By : Mike Clark | Posted: 22 Mar 2010
$39.95 DVD or Blu-ray
Stars James Mason, Barbara Rush, Walter Matthau.
The era’s slew of horror films and creature features never scared me much as a child growing up in the 1950s, though if I’d seen Robert Mitchum as the psychotic rural-Gothic stepdad in The Night of the Hunter upon its original release, it likely would have put me through the ceiling.
Yet one movie did creep me out significantly at the time — and for years later, when reflecting. It involved a father as well — but one in the normal everyday ’50s suburbs, as if an episode of “Leave It to Beaver” (which was actually a year away from premiering) had been turned on its head. In fact, look at Nicholas Ray’s Bigger Than Life (1956) today, and one school scene even features Jerry Mathers (the Beav himself) in a bit part.
Bigger than life. This is the newly delusional mindset of a grade-school teacher (James Mason) who, in an attempt to equalize a potentially fatal affliction, is prescribed cortisone. Termed here as a “miracle drug,” it’s a hormone he then proceeds to abuse — launching the first movie I know to deal with a prescription drug nightmare in the suburbs. Though even before the first pill is swallowed, it’s been a life fraught with stress.
To make ends meet, Mason conceals his after-school moonlighting as a cab dispatcher from his suspicious wife (Barbara Rush). But as one of the typically savvy Criterion extras indicates, the household he’s trying to preserve is a carriage always close to becoming a pumpkin. A rusting-out water heater defaces the family kitchen, and the front yard (on a busy street) looks as if it would take three minutes to mow (with a weed-whacker). A game of football catch in the backyard shows a lot of grassy undergrowth, and on the soundtrack, we hear a nearby train. This kind of detail doesn’t just get into movies by itself.
Mason reacts wretchedly to the drug — intimidating his young son (Christopher Olsen), going on spending sprees even his dual salaries can’t support, and bellowing out so many insults at the school’s parents’ night that his gym teacher colleague (Walter Matthau in some early-career offbeat casting) wants to crawl in a hole. With us.
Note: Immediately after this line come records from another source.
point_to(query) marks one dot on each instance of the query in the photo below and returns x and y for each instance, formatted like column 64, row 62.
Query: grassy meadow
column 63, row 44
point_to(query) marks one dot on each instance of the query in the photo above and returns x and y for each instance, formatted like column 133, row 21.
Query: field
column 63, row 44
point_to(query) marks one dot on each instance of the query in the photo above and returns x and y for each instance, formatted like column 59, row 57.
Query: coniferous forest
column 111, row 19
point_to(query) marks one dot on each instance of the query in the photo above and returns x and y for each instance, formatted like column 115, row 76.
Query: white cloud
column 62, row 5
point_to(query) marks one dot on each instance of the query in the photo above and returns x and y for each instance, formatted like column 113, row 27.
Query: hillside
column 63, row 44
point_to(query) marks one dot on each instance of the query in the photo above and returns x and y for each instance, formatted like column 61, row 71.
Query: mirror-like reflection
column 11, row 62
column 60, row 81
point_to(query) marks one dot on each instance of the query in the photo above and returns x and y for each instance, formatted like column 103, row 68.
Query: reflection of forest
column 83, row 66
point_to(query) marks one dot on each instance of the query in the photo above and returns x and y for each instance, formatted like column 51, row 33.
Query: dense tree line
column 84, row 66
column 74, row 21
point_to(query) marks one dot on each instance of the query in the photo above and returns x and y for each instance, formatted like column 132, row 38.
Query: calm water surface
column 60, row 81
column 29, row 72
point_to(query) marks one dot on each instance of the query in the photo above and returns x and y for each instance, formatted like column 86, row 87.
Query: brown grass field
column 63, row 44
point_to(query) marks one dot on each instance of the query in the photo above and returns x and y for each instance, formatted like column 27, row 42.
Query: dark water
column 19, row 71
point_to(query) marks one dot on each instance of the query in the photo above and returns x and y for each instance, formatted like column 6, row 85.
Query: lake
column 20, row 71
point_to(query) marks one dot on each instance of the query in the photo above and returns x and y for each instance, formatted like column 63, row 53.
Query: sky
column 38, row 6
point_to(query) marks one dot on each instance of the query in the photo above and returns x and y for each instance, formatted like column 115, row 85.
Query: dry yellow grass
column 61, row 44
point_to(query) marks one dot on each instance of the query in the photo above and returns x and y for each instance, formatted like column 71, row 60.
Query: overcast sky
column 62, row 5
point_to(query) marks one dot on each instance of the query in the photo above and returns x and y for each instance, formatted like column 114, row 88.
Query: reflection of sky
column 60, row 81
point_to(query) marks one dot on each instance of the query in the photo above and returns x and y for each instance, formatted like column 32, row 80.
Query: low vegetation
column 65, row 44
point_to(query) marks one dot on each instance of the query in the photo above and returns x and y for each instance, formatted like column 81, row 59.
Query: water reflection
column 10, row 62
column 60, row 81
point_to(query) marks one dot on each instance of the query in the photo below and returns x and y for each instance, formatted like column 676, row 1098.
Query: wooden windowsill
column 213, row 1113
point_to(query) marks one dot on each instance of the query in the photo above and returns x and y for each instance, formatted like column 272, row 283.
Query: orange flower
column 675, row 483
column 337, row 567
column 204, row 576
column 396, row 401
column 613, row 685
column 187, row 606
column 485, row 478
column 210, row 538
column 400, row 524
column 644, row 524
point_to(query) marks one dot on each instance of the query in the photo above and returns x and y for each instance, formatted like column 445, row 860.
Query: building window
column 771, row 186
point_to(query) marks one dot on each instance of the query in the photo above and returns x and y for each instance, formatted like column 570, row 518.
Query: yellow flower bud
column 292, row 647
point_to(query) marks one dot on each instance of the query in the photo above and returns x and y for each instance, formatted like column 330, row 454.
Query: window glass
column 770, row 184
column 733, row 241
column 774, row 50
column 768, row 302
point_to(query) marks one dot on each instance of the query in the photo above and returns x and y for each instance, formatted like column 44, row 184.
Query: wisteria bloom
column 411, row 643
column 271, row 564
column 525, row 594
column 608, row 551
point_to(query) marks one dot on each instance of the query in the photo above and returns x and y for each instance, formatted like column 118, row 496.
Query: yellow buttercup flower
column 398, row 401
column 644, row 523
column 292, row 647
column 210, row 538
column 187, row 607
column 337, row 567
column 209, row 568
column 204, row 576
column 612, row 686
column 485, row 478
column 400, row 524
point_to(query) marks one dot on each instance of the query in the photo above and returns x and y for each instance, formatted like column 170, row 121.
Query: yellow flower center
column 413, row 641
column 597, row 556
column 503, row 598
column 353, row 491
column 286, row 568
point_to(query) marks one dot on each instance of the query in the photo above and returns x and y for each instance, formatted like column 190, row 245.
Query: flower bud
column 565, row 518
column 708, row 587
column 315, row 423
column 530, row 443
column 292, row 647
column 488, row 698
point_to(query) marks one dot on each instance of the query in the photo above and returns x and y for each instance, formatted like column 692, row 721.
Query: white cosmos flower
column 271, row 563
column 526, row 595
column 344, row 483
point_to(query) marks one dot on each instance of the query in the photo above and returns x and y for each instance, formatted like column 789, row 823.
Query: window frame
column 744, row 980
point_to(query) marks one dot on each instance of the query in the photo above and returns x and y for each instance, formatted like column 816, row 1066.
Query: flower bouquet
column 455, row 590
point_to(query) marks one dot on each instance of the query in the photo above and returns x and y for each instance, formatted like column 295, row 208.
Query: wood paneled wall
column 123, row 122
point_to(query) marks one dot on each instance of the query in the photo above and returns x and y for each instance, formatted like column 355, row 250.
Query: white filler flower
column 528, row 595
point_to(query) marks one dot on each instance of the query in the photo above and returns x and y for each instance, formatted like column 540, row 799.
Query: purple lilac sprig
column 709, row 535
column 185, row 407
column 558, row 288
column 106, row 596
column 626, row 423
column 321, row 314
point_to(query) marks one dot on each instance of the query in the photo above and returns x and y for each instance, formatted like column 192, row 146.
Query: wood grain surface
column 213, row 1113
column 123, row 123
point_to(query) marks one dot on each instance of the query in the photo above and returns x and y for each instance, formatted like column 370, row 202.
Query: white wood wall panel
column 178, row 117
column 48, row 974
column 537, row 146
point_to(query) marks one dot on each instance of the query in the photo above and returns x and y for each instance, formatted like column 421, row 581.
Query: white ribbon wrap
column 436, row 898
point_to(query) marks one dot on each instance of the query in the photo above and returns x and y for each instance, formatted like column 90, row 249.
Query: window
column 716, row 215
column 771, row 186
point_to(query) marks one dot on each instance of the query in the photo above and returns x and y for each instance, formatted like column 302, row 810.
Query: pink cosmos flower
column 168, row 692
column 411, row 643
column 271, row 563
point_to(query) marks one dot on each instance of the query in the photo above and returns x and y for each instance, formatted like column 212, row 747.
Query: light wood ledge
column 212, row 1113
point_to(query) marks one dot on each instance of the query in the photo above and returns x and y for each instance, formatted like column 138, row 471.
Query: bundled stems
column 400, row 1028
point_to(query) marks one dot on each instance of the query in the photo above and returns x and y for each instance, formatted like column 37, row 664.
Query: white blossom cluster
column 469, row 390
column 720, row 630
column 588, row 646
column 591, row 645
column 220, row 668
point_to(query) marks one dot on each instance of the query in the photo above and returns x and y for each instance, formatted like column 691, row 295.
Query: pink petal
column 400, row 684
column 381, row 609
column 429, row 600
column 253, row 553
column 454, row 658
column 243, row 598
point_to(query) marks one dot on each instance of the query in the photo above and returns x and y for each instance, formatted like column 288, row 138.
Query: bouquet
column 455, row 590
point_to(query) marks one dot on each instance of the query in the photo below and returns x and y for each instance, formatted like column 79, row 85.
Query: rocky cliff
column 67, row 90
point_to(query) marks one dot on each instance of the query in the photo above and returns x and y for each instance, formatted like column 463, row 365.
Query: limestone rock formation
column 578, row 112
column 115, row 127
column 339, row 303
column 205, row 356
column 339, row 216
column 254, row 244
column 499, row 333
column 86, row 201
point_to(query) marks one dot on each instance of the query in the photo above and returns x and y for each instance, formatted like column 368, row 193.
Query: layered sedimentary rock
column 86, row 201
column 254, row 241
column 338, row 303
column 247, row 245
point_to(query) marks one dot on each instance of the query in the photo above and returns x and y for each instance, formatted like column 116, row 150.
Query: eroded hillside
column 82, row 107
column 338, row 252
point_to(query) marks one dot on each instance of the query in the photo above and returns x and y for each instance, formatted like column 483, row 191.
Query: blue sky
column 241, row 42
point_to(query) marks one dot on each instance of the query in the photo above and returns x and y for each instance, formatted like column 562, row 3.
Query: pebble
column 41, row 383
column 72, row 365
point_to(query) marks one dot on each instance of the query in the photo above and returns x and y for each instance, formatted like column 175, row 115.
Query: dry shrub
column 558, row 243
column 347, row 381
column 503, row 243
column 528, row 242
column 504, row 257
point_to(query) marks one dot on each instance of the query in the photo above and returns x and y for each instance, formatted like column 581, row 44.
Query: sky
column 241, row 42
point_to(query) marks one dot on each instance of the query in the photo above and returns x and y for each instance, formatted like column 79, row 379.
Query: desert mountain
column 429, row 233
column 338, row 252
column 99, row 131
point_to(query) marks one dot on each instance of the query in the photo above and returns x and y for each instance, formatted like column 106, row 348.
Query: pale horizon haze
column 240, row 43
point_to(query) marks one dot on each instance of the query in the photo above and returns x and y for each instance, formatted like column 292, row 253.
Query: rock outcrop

Ray was working with a smart script by Cyril Hume (who penned Forbidden Planet the same year) and Richard Maibaum (with a lot of James Bond movies in his future, including series launcher Dr. No). But his trademark blocking and framing is at the peak of its CinemaScope powers from the opening school-door shot — equal to what he’d done visually with Rebel Without a Cause just one year earlier. Someone once said that if you could find someone who could photograph exteriors like (El Cid’s) Anthony Mann and interiors like Ray, you’d have the perfect filmmaker. Amen.
If you don’t count his goof of a ghost cameo in the Lucille Ball-Desi Arnaz Forever Darling, this was the first movie Mason made after his still imposing 1-2 punch from late 1954: as decaying actor Norman Maine in the definitive version of A Star Is Born and Captain Nemo in Disney’s 20,000 Leagues Under the Sea. He produced as well, which indicates a project close to his heart, and responded with one of his most memorable performances. Rush is excellent, too. When I was younger, I used to find her a little rigid and cold — but now I think (see also 1960’s Strangers When We Meet), she pretty well nailed the Eisenhower-into-Kennedy suburban frustration bit all the way: a kind of (“Mad Men’s”) Betty Draper before her time. Faced with an emotional whirlwind, she can only be moist-eyed and edgy – with a cause.